Se o seu filho já tem 15 anos, você tem pouco tempo (apenas três anos) para atingir os R$ 100 mil. Sendo assim, seria necessário aplicar R$ 2.580 por mês para acumular o equivalente a R$ 100 mil no período. Como o período é curto, os juros acumulados também são bem menores. Somente R$ 7.000 virão da rentabilidade dos seus investimentos, ou seja, 7%. Os outros R$ 93 mil serão a soma dos seus aportes.

Reajustando pela inflação

Para chegar ao equivalente a R$ 100 mil, é preciso que os seus aportes sejam atualizados pela inflação todo ano. Por exemplo, se você está investindo R$ 300 por mês e, nos próximos 12 meses, a inflação estiver em 10%, a partir do 13º mês você passa a aportar R$ 330 (R$ 300 iniciais mais 10%).

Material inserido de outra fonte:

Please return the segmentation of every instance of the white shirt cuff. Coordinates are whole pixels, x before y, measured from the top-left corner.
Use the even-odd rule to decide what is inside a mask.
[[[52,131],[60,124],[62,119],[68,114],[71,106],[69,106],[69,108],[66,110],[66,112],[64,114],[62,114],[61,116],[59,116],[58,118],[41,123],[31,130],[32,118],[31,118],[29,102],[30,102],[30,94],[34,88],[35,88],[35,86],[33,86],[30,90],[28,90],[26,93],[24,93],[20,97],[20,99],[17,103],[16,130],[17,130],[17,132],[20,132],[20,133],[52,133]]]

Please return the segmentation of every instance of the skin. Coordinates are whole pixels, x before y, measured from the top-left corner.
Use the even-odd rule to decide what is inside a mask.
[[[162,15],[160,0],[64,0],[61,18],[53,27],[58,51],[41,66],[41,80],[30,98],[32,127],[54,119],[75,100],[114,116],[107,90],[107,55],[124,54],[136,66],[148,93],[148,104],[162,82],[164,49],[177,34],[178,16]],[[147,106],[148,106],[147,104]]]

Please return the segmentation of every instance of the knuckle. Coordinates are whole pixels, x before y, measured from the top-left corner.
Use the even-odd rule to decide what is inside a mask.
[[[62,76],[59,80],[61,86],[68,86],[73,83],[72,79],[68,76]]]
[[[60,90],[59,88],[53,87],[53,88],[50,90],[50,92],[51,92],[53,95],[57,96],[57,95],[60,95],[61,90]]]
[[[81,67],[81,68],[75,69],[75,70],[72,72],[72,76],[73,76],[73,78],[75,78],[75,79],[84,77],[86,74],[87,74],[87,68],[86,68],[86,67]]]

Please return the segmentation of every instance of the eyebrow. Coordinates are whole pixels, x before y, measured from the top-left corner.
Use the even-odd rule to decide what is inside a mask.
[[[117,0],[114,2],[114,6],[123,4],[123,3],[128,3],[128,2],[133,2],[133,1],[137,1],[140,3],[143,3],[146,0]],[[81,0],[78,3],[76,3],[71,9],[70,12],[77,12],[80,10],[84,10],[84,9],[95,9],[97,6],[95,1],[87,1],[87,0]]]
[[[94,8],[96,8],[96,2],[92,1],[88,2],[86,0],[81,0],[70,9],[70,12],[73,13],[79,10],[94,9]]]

Se não fizer isso, ao final do período a inflação terá corroído parte do poder de compra do patrimônio acumulado, de modo que você não terá o equivalente a R$ 100 mil.

Onde investir

Nessas simulações, considerei apenas investimentos de baixo risco, por meio dos quais é possível obter, hoje, uma rentabilidade líquida real (descontando o IR e a inflação) de cerca de 5% ao ano.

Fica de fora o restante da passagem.